問題描述
我有一個包含這樣的用戶名的表.
I have a table that has user names like this.
Name
-----
Smith-Bay, Michael R.
Abbott, David Jr.
Actor, Cody
Agular, Stephen V.
我需要名字看起來像:
Last First MI
-------------------------
Smith-Bay Michael R
Abbott David Jr
Actor Cody
Agular Stephen V
我有以下 SQL 將名稱拆分為第一個和最后一個:
I have the following SQL that splits the name into first and last:
select vl.lastname, vf.firstname
from users as t cross apply
(values (left(t.name, charindex(', ', t.name)), stuff(t.name, 1,
charindex(', ', t.name) + 1, ''))) vl(lastname, rest)
cross apply
(values (left(vl.rest, charindex(' ', vl.rest + ' ')))) vf(firstname)
order by vl.lastname
如何應用另一個交叉應用來提取名字減去末尾句點之后的所有內容?
How can I apply another cross apply to extract basically everything after the first name minus the period at the end?
推薦答案
我不得不多次這樣做,因為我經常使用 ETL 并且由于數據存儲不佳而需要從字符串中提取項目或者只是簡單地從報告中提取數據.數據并不總是很好地打包在單獨的列中,我發現自己出于各種原因解析數據.希望您解析的數據是一致的.不一致的數據要么使這變得更加困難,要么不可能.如果您的名字完全符合您建議的格式,那么我下面的方法將非常有效.我在很多場合都用過它.
I've had to do this on many occasions as I work ETL on a regular basis and either need to extract items from within strings due to either bad data storage or just simply having to pull the data from reports. The data isn't always nicely packaged in separate columns and I find myself parsing data for all sorts of reasons. Hopefully the data you are parsing is consistent. Inconsistent data either makes this much more difficult or impossible. If you can rely on your names being exactly in the format you suggested my method below will work perfectly. I've used it on many occasions.

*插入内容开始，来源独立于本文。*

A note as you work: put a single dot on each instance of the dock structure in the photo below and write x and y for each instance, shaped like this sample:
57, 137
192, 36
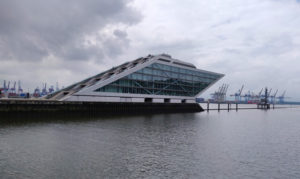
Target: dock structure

下面的方法我在許多不同的語言中都使用過.我已經在 MS ACCESS、Microsoft SSMS 和 C# 中完成了這項工作.我的例子來自 Oracle.
The method below I've used in many different languages. I've done this in MS ACCESS, Microsoft SSMS and C#. My example is out of Oracle.
基本思想是:
找到分隔你的 First_Name、Last_Name 和 Middle_Initial 字符串的字符位置
.
使用獲得的字符位置將字符串提取到新列中
.
代碼如下:
WITH character_pos AS
(
/* First we need the character positions for spaces, commas and the period for the middle initial */
SELECT name
/* Find 1st Space in the name so we can extract the first name from the string */
, instr(name, ', ') AS comma_1st_space_pos
/* Find 2nd Space in the name so we can extract the last name from the string */
, instr(name, ' ', 1, 2) AS comma_2nd_space_pos
/* Get the Length of the last name so we know how many characters the substr function should extract */
, instr(name, ' ', 1, 2) - (instr(name, ', ') + 2) AS last_name_length
/* Find period in the name so we can extract the Middle Initial should it exist */
, instr(name, '.') AS period_pos
, (instr(name, '.') - 1) - instr(name, ' ', 1, 2) AS middle_initial_length
FROM parse_name
) /* END character_pos CTE */
SELECT name
, substr(name, 0, comma_1st_space_pos -1) AS last_name
, CASE WHEN period_pos = 0 THEN substr(name, comma_1st_space_pos + 2)
ELSE substr(name, comma_1st_space_pos + 2, last_name_length)
END AS first_name
, substr(name, comma_2nd_space_pos + 1, middle_initial_length) AS middle_initial
, comma_1st_space_pos, comma_2nd_space_pos, last_name_length
, period_pos, middle_initial_length
FROM character_pos
;
我使用 CTE 只是為了在實際提取之外組織字符位置,但這一切都可以在一個 SQL 語句中完成.
I used a CTE just to organize the character positions outside of the actual extraction however this all could be done in one single SQL Statement.
基本上,這證明除了一些簡單的字符串解析函數之外,您不需要任何額外的東西.您只需要 Instring 和 Substring,它們通常以任何語言提供.沒有存儲過程,沒有臨時表,也不需要額外的外部代碼.除非有超出原始問題范圍的其他因素導致必須使用 SQL 以外的任何其他內容.
Basically this proves you don't need anything extra outside of just some simple string parsing functions. All you need is Instring and Substring which are usually available in any language. No Stored procedures, no temp table and no extra outside code needed. Unless there are other factors outside the scope of the original question that makes it necessary to use anything other than just SQL.
這篇關于SQL:交叉應用將名稱拆分為名字、姓氏和 MI的文章就介紹到這了,希望我們推薦的答案對大家有所幫助,也希望大家多多支持html5模板網!